Over time, the Walima has evolved to reflect changing social norms and personal preferences. In contemporary weddings, couples often blend traditional Walima practices with modern trends. This can be seen in personalized decorations, themed receptions, and fashionable attire that aligns with current wedding styles. The essence of the Walima celebrating the union of two people and sharing the joy with family and friends-remains, but the form it takes can vary widely across different cultures and communities.

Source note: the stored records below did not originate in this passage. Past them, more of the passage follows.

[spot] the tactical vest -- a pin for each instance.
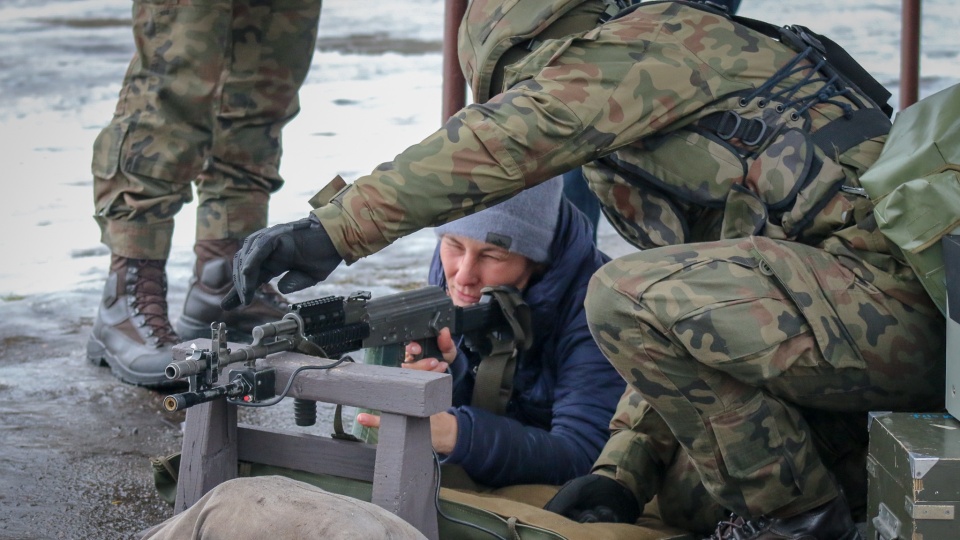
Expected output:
(773, 168)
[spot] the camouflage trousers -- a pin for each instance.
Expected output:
(643, 454)
(204, 100)
(730, 342)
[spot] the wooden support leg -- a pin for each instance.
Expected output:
(404, 466)
(209, 455)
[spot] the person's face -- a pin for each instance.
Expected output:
(470, 265)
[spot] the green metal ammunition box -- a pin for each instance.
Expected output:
(914, 477)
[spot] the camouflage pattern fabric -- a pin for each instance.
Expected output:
(764, 281)
(715, 336)
(204, 100)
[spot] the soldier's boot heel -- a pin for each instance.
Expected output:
(212, 279)
(96, 352)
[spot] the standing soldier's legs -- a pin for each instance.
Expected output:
(271, 51)
(144, 162)
(723, 339)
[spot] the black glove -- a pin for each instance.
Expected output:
(302, 249)
(594, 498)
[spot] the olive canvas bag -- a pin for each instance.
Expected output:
(915, 185)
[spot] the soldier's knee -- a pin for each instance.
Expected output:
(606, 306)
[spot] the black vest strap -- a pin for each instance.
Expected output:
(844, 133)
(800, 37)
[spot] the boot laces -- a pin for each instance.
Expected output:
(150, 300)
(737, 528)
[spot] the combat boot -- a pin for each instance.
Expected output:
(830, 521)
(212, 279)
(132, 332)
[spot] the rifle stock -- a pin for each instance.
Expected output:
(331, 326)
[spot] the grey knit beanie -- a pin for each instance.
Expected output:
(523, 224)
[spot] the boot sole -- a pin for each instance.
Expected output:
(99, 356)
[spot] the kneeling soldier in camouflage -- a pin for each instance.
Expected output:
(729, 152)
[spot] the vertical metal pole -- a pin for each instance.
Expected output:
(454, 86)
(909, 53)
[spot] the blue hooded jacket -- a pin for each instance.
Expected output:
(565, 391)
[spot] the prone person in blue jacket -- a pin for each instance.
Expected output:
(564, 390)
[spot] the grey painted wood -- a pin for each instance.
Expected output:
(306, 452)
(400, 466)
(403, 479)
(412, 392)
(209, 453)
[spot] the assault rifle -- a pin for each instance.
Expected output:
(331, 326)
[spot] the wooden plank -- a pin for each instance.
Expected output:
(401, 391)
(306, 452)
(209, 455)
(404, 481)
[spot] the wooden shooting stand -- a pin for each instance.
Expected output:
(401, 471)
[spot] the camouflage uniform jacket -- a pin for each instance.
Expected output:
(626, 98)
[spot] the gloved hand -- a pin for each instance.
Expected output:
(594, 498)
(302, 249)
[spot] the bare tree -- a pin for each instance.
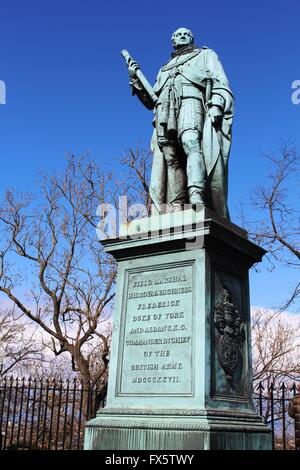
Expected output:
(276, 348)
(278, 214)
(18, 346)
(53, 268)
(276, 366)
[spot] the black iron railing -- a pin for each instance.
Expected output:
(272, 403)
(43, 414)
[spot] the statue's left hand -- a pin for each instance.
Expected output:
(215, 114)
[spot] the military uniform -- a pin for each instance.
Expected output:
(181, 167)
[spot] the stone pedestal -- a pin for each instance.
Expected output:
(180, 371)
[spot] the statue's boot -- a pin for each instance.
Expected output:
(197, 195)
(176, 179)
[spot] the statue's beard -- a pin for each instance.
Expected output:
(184, 50)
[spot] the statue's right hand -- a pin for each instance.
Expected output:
(132, 68)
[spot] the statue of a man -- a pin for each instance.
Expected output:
(193, 113)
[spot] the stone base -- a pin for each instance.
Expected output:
(180, 370)
(113, 432)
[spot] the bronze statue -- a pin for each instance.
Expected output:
(193, 113)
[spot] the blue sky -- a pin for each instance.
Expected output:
(67, 85)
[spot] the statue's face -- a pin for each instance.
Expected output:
(182, 37)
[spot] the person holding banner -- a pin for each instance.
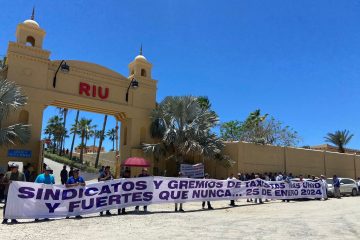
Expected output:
(126, 174)
(324, 187)
(64, 175)
(74, 181)
(13, 175)
(143, 173)
(336, 184)
(231, 177)
(45, 178)
(208, 202)
(105, 176)
(176, 204)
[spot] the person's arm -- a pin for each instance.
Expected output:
(69, 184)
(82, 183)
(23, 178)
(104, 177)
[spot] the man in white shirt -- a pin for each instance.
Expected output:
(324, 187)
(279, 177)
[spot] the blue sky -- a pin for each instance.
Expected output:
(296, 60)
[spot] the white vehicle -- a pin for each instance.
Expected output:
(347, 186)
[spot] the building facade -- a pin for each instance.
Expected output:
(75, 85)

==Debate about the time of walima==
Scholars have different views on what the correct time of walima is. The timing varies by culture and opinion; for example some believe it should take place:
1. At the time of the marriage contract,
2. After the marriage contract and before the consummation of marriage,
3. At the time of the wedding procession (bride leaving for her husband's house). [Ibn Hajar, Fath al-Bari, 9/287]

However, the majority of the scholars (jumhur) are of the opinion that walima is a meal that is prepared after the marriage has been consummated. This was the practice of the Islamic prophet Muhammad, as explicitly mentioned in one narration.

Scholars are in agreement that the walima must be organized, hosted, and paid for by the groom's side.

==Translation notes==

Walima in literal translation means "to assemble" and is used to describe an assembly or party celebrating a wedding. Walima is essentially interchangeable with the English terms "wedding reception" and "celebration" (when held to celebrate a marriage). The word walima is generally interchangeable with the various terms in other languages/cultures that essentially mean to assemble for the purposes of celebrating a marriage. While it is an Arabic term, it is not necessarily a term reserved for Muslims per se, as the word simply describes an event that celebrates a new wedding.